Vent de fraîcheur sur les maillots de Brentford ! Promu en Premier League cet été, le club ne séduit pas seulement sur le rectangle vert. Soucieux du pouvoir d’achat de ses fans et de son empreinte sur l’environnement, le club a annoncé cette semaine qu’il n’aura pas de nouveau maillot domicile l’an prochain.

Depuis toujours, le merchandising et la vente de maillots représentent des sources de gains additionnels pour les clubs de football professionnels, en complément des revenus lucratifs générés par les droits TV, le sponsoring et le trading de joueurs. À l’issue de chaque saison, les clubs et leurs équipementiers rivalisent de créativité, avec plus ou moins de réussite, pour imaginer le design qui fera vendre le plus de maillots.
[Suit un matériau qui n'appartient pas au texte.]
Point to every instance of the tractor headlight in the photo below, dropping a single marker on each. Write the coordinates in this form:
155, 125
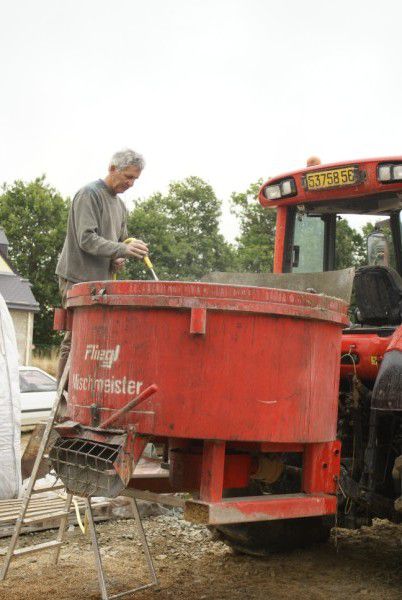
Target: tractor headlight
389, 173
283, 189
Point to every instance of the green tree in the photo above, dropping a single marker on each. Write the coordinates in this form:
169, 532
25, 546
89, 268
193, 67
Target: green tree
257, 231
182, 230
34, 217
350, 246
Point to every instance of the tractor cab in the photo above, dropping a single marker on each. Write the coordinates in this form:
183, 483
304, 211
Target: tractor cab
330, 217
349, 214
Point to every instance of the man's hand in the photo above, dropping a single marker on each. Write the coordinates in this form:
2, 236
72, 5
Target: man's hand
118, 264
137, 248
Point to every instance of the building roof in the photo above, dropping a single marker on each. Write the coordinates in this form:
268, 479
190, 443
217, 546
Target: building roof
15, 290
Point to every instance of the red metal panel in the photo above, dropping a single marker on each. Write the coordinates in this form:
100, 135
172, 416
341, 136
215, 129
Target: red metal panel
369, 348
198, 323
321, 466
260, 508
186, 469
213, 463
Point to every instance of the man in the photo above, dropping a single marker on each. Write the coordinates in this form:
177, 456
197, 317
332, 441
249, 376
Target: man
97, 227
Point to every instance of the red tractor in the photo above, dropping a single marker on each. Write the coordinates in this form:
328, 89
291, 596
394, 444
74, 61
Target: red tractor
239, 384
311, 204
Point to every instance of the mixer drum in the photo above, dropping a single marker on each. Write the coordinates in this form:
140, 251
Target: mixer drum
230, 362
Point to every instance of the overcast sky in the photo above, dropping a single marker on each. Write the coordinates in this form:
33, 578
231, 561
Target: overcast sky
229, 90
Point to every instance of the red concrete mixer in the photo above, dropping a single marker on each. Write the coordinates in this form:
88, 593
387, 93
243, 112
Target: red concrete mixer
223, 376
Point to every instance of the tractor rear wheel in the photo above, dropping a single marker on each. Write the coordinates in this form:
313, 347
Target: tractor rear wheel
269, 537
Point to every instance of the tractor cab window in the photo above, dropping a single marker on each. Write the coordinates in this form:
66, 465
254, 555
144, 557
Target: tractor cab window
308, 244
364, 240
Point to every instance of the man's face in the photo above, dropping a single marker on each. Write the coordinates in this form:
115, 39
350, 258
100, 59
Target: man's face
122, 180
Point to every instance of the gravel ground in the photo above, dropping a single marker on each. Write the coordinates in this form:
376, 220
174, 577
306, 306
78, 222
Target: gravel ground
191, 565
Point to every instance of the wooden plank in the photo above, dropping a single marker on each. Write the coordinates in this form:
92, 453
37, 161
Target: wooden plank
166, 499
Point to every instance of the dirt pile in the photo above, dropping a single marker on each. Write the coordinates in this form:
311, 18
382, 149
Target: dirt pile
191, 565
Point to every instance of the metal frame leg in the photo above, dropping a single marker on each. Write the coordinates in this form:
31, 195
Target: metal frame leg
144, 542
98, 559
32, 480
62, 528
95, 547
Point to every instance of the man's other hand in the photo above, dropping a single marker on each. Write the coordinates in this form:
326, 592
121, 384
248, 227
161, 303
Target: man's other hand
137, 248
118, 264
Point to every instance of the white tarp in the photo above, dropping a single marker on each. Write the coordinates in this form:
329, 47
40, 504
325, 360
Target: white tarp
10, 410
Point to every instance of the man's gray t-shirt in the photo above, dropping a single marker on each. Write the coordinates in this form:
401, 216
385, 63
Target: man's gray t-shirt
97, 226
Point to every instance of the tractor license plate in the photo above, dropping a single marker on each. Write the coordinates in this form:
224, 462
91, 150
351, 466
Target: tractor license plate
321, 180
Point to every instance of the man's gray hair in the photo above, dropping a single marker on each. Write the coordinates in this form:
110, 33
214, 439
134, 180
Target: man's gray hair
127, 158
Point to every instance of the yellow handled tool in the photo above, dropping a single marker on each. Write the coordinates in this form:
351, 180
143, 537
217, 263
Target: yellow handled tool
147, 261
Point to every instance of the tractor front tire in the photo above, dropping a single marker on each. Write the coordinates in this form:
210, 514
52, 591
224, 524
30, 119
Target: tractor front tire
270, 537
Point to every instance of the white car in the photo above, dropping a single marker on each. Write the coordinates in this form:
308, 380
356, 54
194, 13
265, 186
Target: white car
38, 392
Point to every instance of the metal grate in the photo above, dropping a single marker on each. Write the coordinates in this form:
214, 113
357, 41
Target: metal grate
87, 468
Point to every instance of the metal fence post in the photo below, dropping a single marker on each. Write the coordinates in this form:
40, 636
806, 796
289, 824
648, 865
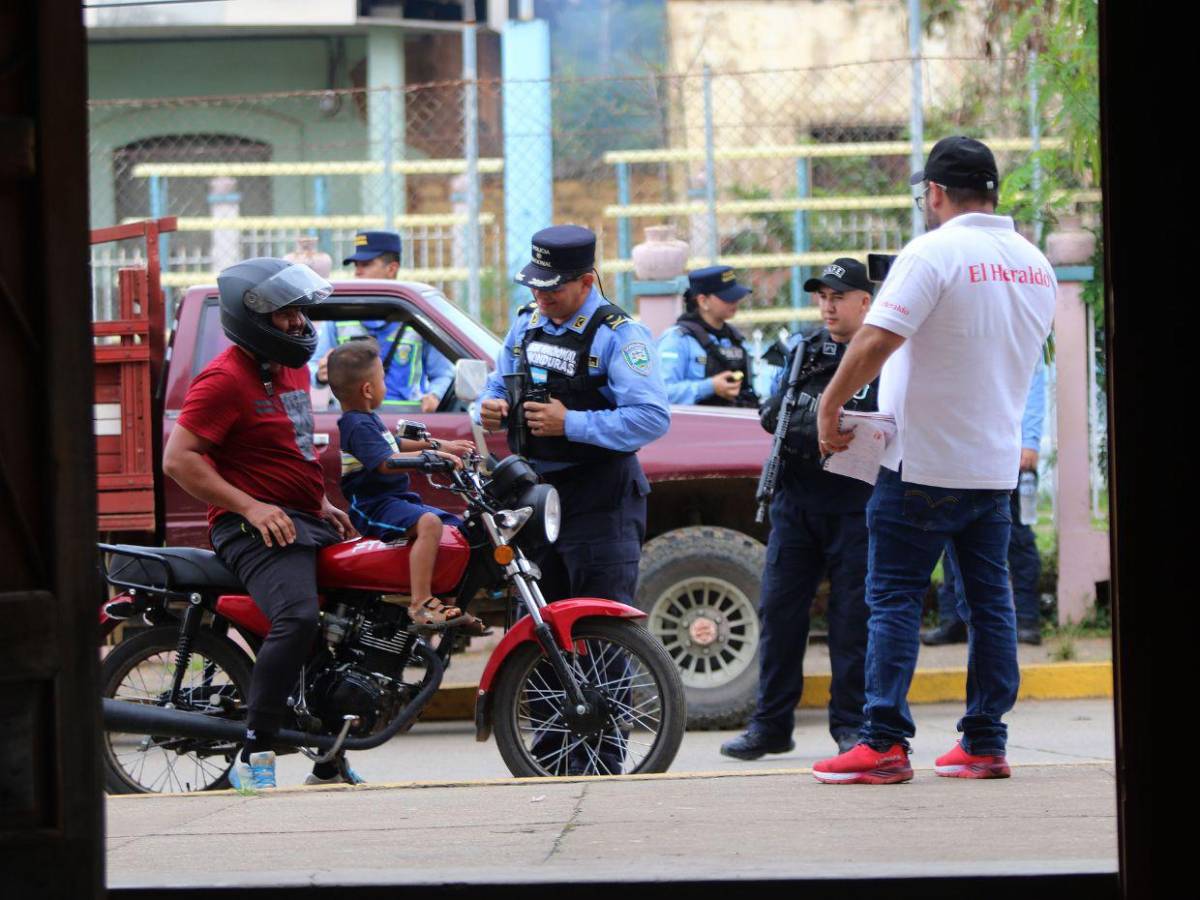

Ces dernières années, les quatrièmes tuniques portées par les plus grands clubs d’Europe illustrent davantage le lien avec la mode et son caractère éphémère, les designs s’affranchissant régulièrement de l’historique des équipes pour être le plus original possible. Si les gains financiers ne sont pas négligeables dans les comptes de résultats des clubs professionnels, il n’empêche que la facture environnementale est élevée, entre la production, l’acheminement et la livraison des kits à travers le globe.

À partir de ce constat, un club de Premier League a décidé d’agir : Brentford. Absent de l’élite anglaise depuis 1947, le promu londonien a annoncé cette semaine que ses joueurs porteraient le même maillot domicile la saison prochaine.

« Le respect, le progrès et la solidarité sont nos trois valeurs principales, comme le savent nos supporters. » déclare Jon Varney, directeur général des Bees. « Nous croyons en un football plus abordable pour les fans et nous savons pertinemment qu’il faut le rendre plus durable. Lorsque nous avons évoqué cette idée pour la première fois au club, tout le monde était unanime ».

« Nos supporters seront reconnaissants »

Ce choix n’est pas seulement lié à des considérations écologiques. Les dirigeants ont conscience des conséquences économiques de la période actuelle. Ils désiraient prendre une mesure favorisant le pouvoir d’achat de leurs supporters : « Bien que ce ne soit pas monnaie courante en Premier League de renouveler ses tenues tous les deux ans, nos fans nous ont dit qu’ils seront reconnaissants de devoir acheter un maillot tous les deux ans, avec les économies que cela comporte pour eux » appuie Jon Varney.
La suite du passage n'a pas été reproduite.